Dicen que el alma de los artistas no tiene sosiego, patria ni tiempo, y que está hecha de una sustancia volátil que corrompe su propio cuerpo. Sin embargo, de esa combustión espontánea ha nacido la luz que ha iluminado el espíritu humano a través de los tiempos. Ese alma los griegos* la personificaron en Psique, una ninfa condenada por Afrodita a enamorarse de la fealdad de los mortales, pero que termina enamorada del propio hijo de la diosa: Eros. El amor de Psique y Eros fue sometido a durísimas pruebas en el inframundo o reino del Hades y, sólo en la medida que la ninfa batalló infatigable por los infiernos, pudo ascender para triunfar en el Olimpo y consumar su pasión.
La fotografía —y con callado recelo lo sabe la pintura— es el arte que capta el alma humana, y si el artista detrás de la cámara lleva como Psique la impronta de su destino, entonces la capción del alma se transforma en su captura definitiva.
Cuando contemplo una fotografía de Ana Belén Jarrín (Ecuador, 1976) tengo la sensación de escuchar el grito de Psique al abrir la caja negra donde traía atrapada la belleza que se le concedió en el Hades. Un belleza proveniente del infierno donde el alma está condenada a la cárcel de la piel, atrapada en un cuerpo incapaz de soportar las furias ingobernables del espíritu.
El imaginario brutal de Jarrín no trata de fotografiar lo físico ¡pretende plasmar lo metafísico!, sí, mirando de tu a tu al ser humano que al otro lado de la cámara tiene el valor y la dignidad de posar para al tiempo perpetuo, y ahí está ella esperándole con la alevosía de un niño que pregunta: “Oiga usted señor de la cicatriz ¿por qué si esta tan feo se lo ve tan hermoso?”

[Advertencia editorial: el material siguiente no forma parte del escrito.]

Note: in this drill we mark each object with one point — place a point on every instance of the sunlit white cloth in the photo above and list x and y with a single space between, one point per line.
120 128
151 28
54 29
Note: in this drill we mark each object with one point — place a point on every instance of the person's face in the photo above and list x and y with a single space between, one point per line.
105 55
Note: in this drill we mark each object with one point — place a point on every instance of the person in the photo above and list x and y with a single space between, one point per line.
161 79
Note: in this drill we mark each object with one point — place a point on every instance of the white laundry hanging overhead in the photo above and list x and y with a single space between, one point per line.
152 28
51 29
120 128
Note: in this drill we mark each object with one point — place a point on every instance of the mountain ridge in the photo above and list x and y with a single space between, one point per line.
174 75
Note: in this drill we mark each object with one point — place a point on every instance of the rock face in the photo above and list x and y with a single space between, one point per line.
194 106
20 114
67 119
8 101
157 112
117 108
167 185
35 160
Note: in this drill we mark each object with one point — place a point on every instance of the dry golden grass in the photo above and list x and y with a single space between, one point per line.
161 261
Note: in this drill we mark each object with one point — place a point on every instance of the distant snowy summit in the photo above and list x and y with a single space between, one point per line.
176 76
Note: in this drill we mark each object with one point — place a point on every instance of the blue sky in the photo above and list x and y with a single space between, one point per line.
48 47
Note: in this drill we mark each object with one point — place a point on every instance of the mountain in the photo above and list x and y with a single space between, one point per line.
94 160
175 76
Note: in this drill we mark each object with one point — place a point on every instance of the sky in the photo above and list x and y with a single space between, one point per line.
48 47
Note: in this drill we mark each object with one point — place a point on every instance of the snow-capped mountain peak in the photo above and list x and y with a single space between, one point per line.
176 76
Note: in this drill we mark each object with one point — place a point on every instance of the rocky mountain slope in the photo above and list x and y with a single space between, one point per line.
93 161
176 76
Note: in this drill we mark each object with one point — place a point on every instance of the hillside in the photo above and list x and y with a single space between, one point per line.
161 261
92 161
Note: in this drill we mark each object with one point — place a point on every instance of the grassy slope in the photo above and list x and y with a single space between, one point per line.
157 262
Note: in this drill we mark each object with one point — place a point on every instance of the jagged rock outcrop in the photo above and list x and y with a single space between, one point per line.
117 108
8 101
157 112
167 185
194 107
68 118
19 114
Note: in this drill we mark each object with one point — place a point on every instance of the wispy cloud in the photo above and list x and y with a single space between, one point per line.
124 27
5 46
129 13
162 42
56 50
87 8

Ana Belén Jarrín ha trabajado con gente con parálisis cerebral, desordenes mentales, personas con ictiosis, transexuales, travestidos, drogadictos, personas en procesos de quimioterapia, ancianos, embarazadas, bebés, y un largo etc., y, aunque pudiese pensarse que la mueve lo sórdido y la porno miseria, nada más lejano de ese juicio a priori; la suya es una mirada transformadora de la convencionalidad sobre la fealdad y lo prohibido, como en su momento lo fue la mirada de Caravaggio, de Brueghel o de Francis Bacon. Jarrín tiene la inquietante habilidad de sacar a la luz lo macabro y perverso del alma humana, no importa si es un bebé, un flamingo o un tullido, donde ella mira algo se perturba, pero atención: de ese pozo de donde ella extrae sus imágenes sale lodo y sale luz, la belleza del rostro humano como cartografía de su mísera existencia flota involuntariamente en cada retrato, aún cuando este rostro se ha transformado en una mano o un antebrazo. De su cámara afloran los monstruos y los dioses que nos habitan, y en esa complejísima contradicción entre cuerpo y espíritu su arte fotográfico consigue reunir una vez más a Psique y a Eros en un círculo perpetuo entre Hades y Olimpo.
(*) “El asno de oro” (Metamorfosis / Psique y Eros), Apuleyo / s. II DC.